In summary, this research studies envisaged and proved that PHT acts as a pore former when incorporated in CA capsules. Glycerol and PHT in combination worked successfully as a pore forming mixture when incorporated in the CA solution. Capsules fabricated using a mixture of pore formers such as glycerol and PHT are easier to strip off the mold pins and have a smooth surface as opposed to those fabricated with each of the pore formers alone. With regard to inner contents of the capsule, Tris base helps to increase solubility of cephalexin by providing a suitable pH microenvironment. The prepared AMCs are capable of showing osmotically controlled release. It has been reported that osmotically controlled drug delivery systems have been shown to produce a high degree of in vivo‑in vitro correlation [20]. Hence, there is a need to explore them extensively. By merely controlling the ratio of pore formers in the AMC shell and ratio of osmogen to solubilizes in the capsule core, the drug release profile can be tailored to meet the desired target. This garners support for more detailed researches, which can turn AMCs into successful controlled drug delivery systems.

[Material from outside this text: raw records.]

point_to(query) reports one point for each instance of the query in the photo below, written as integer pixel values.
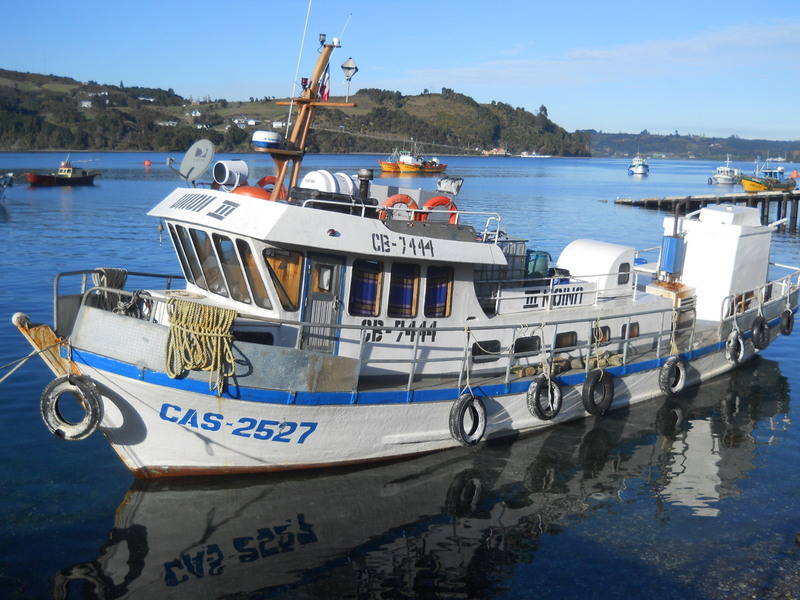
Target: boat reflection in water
(454, 522)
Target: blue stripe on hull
(235, 392)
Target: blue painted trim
(249, 394)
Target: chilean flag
(325, 84)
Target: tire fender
(760, 331)
(672, 376)
(82, 388)
(467, 420)
(595, 378)
(544, 398)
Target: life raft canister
(437, 202)
(396, 200)
(85, 392)
(467, 420)
(594, 379)
(268, 183)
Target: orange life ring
(438, 201)
(270, 180)
(392, 201)
(253, 191)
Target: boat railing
(66, 305)
(734, 306)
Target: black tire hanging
(734, 348)
(467, 420)
(594, 379)
(544, 398)
(85, 392)
(672, 376)
(760, 331)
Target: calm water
(689, 498)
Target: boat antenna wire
(297, 70)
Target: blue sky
(705, 68)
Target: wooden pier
(785, 204)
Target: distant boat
(66, 175)
(638, 166)
(408, 161)
(769, 179)
(726, 175)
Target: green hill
(47, 112)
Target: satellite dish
(195, 162)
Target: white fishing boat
(638, 166)
(726, 175)
(313, 326)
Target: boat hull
(766, 184)
(161, 427)
(38, 179)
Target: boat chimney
(364, 177)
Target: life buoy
(467, 420)
(672, 377)
(760, 331)
(440, 201)
(734, 348)
(85, 392)
(594, 379)
(787, 322)
(393, 201)
(270, 180)
(544, 398)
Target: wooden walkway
(785, 204)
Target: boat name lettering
(223, 211)
(209, 560)
(559, 296)
(406, 246)
(194, 202)
(260, 429)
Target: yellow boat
(769, 179)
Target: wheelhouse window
(257, 286)
(624, 275)
(286, 271)
(211, 278)
(231, 268)
(633, 332)
(438, 291)
(191, 267)
(365, 288)
(403, 291)
(527, 345)
(566, 339)
(486, 351)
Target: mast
(294, 148)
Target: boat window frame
(434, 308)
(364, 296)
(288, 295)
(397, 305)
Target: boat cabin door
(323, 301)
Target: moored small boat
(322, 321)
(769, 179)
(726, 175)
(67, 174)
(638, 166)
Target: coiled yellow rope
(200, 338)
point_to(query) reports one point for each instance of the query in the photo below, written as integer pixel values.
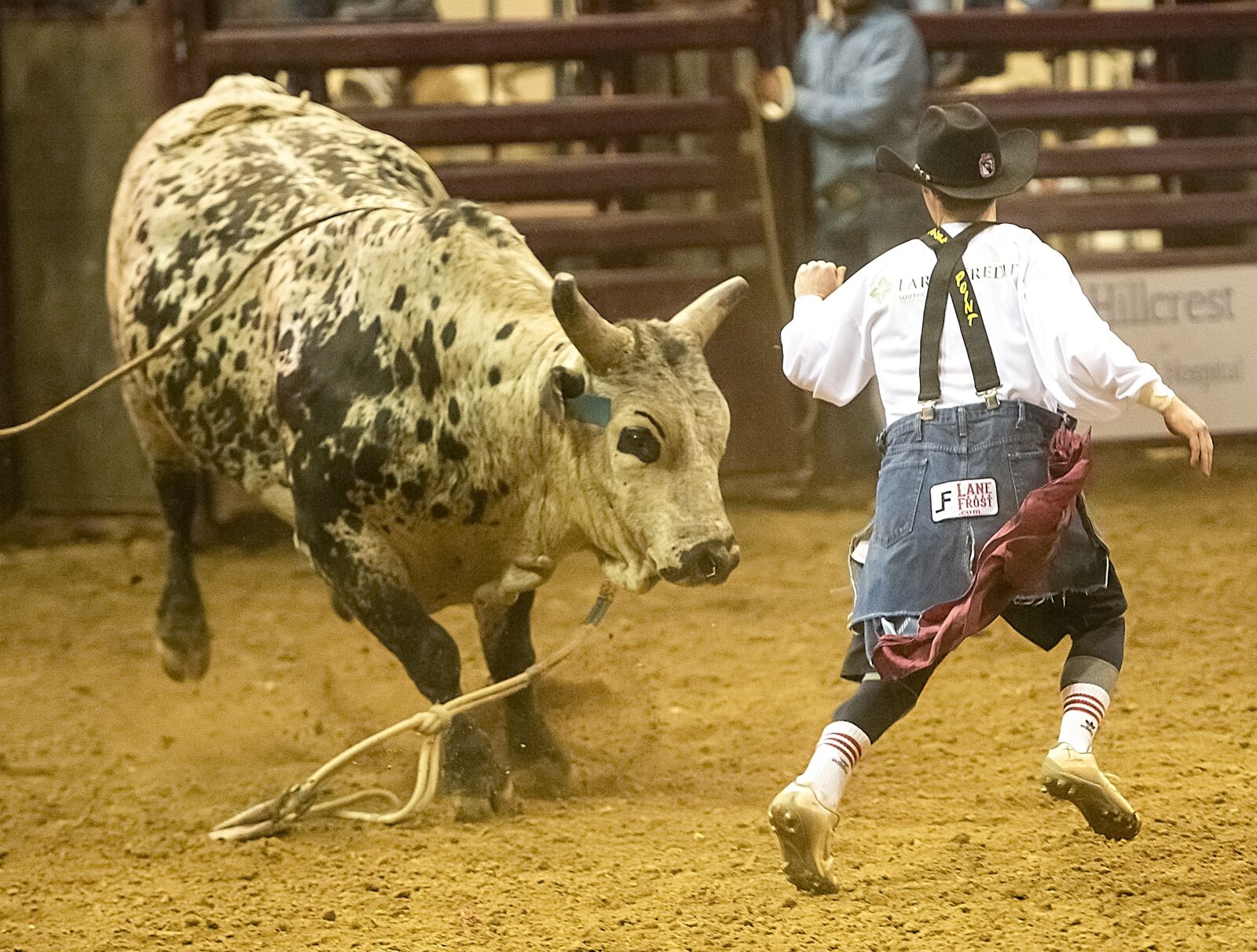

Authors are thankful to Mr. J. C. Koshti, Blue Cross Laboratories Ltd., Nashik, India for providing gift sample of Cephalexin. We acknowledge Dr. B. P. Srinivasan, Director, DIPSAR, New Delhi for providing required set up and instruments and Advanced Instrumentation Research Facility at JNU, New Delhi for providing state of the art SEM equipment for this research.